Тепло от колонки вдохновляло на лирику.
Через несколько дней после переселения в ванную Есенин прочел мне:
Молча ухает звездная звонница,
Что ни лист, то свеча заре.
Никого не впущу я в горницу,
В подтексте, впрочем, угадывается другое: на лирику вдохновляет не только тепло колонки, но и дружеское тепло, заветная теснота “ванной обетованной”[1173]. Недаром ведь Мариенгоф особо подчеркивает – “спали под одним одеялом”: общая ванная комната и постель – это символ единения и братства[1174].

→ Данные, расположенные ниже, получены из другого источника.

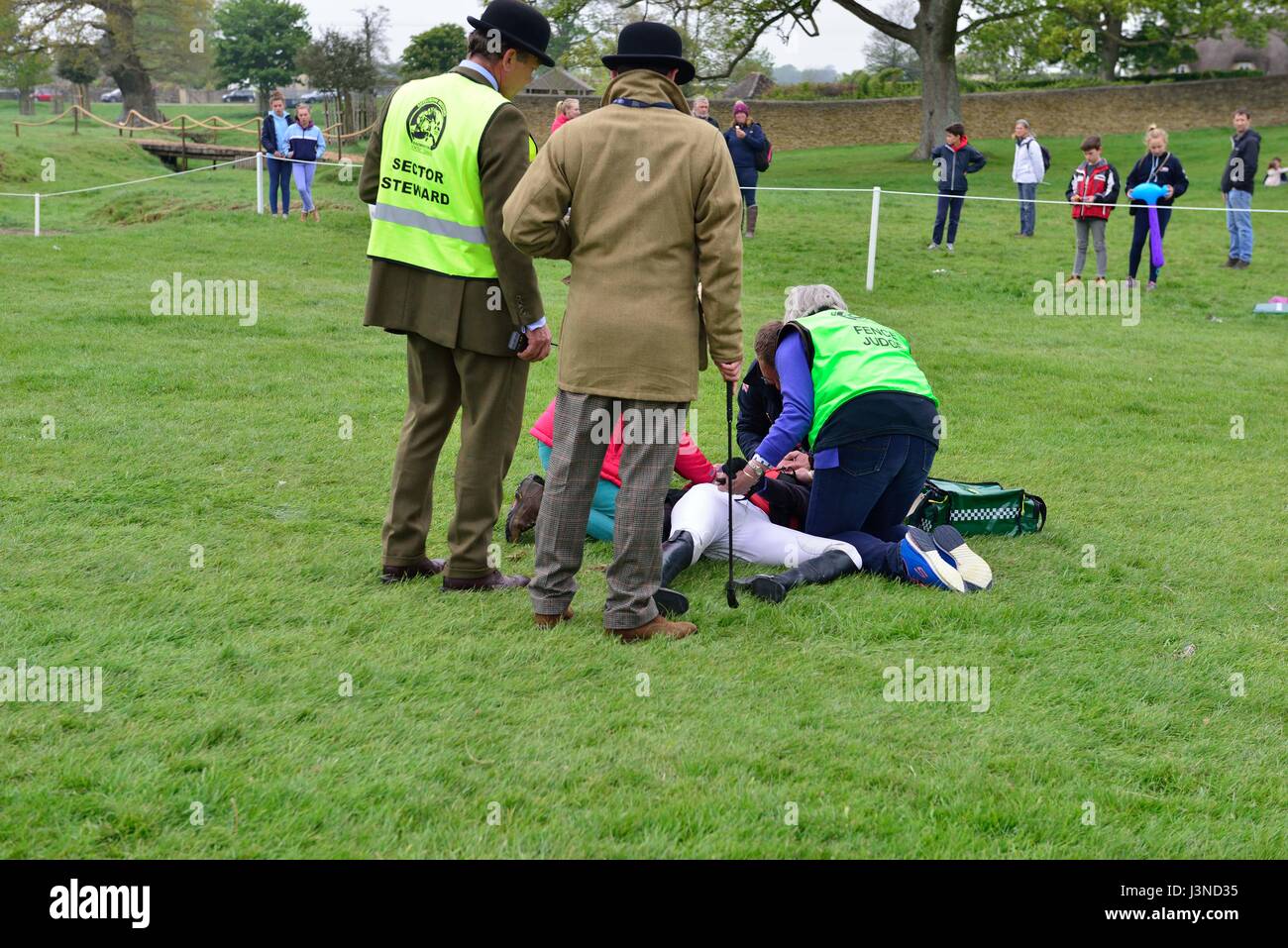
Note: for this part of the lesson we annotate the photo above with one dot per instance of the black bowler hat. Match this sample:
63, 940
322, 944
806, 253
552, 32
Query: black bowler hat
519, 24
649, 44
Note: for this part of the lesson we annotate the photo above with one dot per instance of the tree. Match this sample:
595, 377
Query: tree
884, 52
1102, 37
24, 63
258, 43
433, 52
935, 33
339, 63
78, 65
133, 38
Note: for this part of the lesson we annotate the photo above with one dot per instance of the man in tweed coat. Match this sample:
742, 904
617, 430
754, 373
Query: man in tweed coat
656, 210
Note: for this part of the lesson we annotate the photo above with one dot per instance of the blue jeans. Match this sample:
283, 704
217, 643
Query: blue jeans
278, 175
304, 183
951, 207
864, 498
603, 505
1239, 223
1028, 210
1140, 240
747, 178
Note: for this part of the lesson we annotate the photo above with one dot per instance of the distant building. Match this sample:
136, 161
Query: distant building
750, 88
1231, 53
557, 81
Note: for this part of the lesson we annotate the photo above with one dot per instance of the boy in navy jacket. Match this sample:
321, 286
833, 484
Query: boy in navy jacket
953, 159
271, 141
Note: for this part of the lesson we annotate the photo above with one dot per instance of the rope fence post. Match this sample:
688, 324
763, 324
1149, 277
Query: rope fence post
872, 237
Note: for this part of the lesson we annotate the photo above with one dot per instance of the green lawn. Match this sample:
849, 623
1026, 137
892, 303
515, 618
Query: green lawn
222, 683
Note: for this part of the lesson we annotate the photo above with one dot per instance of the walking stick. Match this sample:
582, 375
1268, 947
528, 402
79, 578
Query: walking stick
730, 592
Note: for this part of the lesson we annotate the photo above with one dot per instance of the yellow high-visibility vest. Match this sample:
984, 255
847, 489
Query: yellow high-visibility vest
429, 209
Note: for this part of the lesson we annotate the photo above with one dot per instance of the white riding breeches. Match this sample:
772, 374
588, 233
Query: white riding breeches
703, 514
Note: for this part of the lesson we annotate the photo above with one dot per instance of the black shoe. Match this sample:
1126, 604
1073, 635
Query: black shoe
677, 557
527, 505
669, 601
831, 566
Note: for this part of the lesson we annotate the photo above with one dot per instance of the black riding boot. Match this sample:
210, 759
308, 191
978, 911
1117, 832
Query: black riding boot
677, 557
831, 566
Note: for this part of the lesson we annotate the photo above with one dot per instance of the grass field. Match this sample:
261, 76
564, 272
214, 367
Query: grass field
222, 685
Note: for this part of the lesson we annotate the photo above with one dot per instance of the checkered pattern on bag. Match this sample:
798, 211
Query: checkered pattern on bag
1009, 511
571, 480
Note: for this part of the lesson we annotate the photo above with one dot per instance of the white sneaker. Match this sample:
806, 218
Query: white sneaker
974, 571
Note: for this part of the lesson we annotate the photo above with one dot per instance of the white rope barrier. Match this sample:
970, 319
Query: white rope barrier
258, 158
1019, 200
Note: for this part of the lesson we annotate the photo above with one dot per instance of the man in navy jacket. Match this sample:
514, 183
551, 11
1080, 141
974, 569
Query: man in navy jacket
271, 140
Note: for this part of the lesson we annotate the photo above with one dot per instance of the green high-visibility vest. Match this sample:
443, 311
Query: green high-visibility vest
429, 209
850, 356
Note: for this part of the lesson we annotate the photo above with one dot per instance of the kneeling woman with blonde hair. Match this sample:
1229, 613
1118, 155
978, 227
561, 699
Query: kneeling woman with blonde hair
851, 386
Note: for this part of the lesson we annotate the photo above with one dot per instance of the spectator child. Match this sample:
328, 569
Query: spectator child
953, 159
1093, 191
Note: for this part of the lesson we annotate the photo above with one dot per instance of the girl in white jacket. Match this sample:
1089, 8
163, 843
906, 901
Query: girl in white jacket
1026, 172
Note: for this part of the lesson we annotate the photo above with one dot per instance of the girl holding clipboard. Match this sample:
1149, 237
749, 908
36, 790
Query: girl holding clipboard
305, 145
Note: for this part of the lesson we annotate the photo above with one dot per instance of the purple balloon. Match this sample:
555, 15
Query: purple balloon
1150, 194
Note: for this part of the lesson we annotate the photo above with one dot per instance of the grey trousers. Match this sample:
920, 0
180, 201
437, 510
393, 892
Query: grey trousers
581, 436
1094, 228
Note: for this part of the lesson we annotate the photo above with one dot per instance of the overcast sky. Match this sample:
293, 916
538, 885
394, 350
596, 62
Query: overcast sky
841, 35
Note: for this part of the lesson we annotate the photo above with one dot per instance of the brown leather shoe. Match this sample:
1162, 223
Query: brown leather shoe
549, 621
483, 583
527, 502
658, 626
411, 571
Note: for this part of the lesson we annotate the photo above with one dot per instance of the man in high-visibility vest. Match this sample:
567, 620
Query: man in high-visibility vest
443, 158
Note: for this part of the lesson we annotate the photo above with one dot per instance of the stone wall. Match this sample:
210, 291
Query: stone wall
1102, 110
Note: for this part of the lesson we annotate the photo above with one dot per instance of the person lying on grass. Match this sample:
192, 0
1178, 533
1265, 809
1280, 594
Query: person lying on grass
765, 530
872, 420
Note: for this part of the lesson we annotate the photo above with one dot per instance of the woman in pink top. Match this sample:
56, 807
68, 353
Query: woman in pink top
566, 111
691, 464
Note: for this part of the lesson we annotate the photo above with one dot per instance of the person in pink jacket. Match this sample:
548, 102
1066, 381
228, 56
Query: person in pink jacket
691, 464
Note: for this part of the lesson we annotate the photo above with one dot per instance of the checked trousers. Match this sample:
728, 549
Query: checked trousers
645, 469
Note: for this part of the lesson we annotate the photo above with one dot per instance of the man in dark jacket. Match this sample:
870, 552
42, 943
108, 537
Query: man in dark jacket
953, 161
271, 141
747, 142
1236, 180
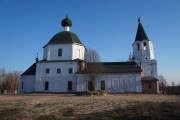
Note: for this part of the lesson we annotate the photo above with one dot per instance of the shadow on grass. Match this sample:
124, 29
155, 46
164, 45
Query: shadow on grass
138, 111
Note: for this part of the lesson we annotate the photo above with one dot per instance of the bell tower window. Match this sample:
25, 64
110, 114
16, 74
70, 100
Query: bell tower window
144, 45
59, 53
138, 47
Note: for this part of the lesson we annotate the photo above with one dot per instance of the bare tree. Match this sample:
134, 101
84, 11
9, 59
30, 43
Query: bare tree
93, 67
162, 84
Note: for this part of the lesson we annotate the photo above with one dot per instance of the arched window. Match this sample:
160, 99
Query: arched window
144, 45
138, 47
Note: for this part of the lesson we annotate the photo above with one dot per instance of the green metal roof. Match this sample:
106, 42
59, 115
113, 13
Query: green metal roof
64, 37
141, 34
31, 70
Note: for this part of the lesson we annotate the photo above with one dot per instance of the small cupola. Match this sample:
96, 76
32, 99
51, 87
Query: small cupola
66, 23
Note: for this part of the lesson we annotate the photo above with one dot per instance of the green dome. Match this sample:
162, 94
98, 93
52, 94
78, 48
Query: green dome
64, 37
66, 22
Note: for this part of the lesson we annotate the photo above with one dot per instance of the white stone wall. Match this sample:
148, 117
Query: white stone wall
145, 58
28, 84
113, 82
57, 82
69, 52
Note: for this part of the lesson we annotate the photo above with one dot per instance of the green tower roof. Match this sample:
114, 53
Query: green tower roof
141, 34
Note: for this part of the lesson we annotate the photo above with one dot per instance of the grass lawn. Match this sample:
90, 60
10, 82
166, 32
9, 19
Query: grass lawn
71, 107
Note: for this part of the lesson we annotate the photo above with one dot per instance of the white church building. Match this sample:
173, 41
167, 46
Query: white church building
64, 56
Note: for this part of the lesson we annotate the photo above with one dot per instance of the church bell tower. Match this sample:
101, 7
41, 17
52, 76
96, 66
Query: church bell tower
143, 53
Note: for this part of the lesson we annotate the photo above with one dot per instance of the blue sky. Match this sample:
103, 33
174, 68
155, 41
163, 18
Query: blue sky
108, 26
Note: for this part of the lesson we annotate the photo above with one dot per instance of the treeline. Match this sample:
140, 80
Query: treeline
164, 88
9, 81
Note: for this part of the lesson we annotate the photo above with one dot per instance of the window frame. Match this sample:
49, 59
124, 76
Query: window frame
57, 71
70, 85
47, 71
59, 52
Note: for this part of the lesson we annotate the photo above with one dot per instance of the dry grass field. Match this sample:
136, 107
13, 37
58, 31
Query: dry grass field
71, 107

Судя по “Роману без вранья”, стоило Мариенгофу взъерошить есенинские волосы, как у того уже рождались стихи:
Есенин лежал ко мне затылком.
Я стал мохрявить его волосы.
– Чего роешься?
– Эх, Вятка, плохо твое дело. На макушке плешинка в серебряный пятачок. – Что ты?..
И стал ловить серебряный пятачок двумя зеркалами, одно наводя на другое. <…>
Есенин отложил зеркала и потянулся к карандашу.
Сердцу, как и языку, приятна нежная горечь.
Прямо в кровати, с маху, почти набело (что случалось редко и было не в его тогдашних правилах) написал трогательное поэтическое стихотворение. Через час за завтраком он уже читал благоговейно внимавшим девицам:
По-осеннему кычет сова
Над раздольем дорожной рани.
Облетает моя голова,
Куст волос золотистый вянет[1175].
По словам Э. Германа, “с чувством дружбы он (Есенин. – О. Л., М. С.), должно быть, родился. Она стала для него культом.
Было тут кое-что и от литературной традиции: как Пушкин с Дельвигом… Было и невымышленное душевное расположение к себе подобным.
Неслучайно последние, за час до смерти набросанные стихи его обращены к другу. К другу, а не подруге”[1176].
Слева направо: Илья Шнейдер, Сарра Лебедева, Всеволод Иванов, Елизавета Александрова, Анатолий Мариенгоф, Анна Никритина, Ирма Дункан и Владимир Ясный
Фотография М. С. Наппельбаума, 1924-1927
Культ дружбы требовал демонстративного пренебрежения женщинами[1177]: двое неразлучных “были неумолимы и твердокаменны”, наложив табу не только на серьезные романы, но и на ночные приключения (“С кем хочешь там хороводься, а чтобы ночевать дома”, – говорил Есенин[1178]). Отношение друзей к противоположному полу иллюстрируется в “Романе без вранья” анекдотическим эпизодом:
Одна поэтесса просила Есенина помочь устроиться ей на службу. У нее были розовые щеки, круглые бедра и пышные плечи.
Есенин предложил поэтессе жалованье советской машинистки, с тем чтобы она приходила к нам в час ночи, раздевалась, ложилась под одеяло и, согрев постель ("пятнадцатиминутная работа!”), вылезала из нее, облекалась в свои одежды и уходила домой.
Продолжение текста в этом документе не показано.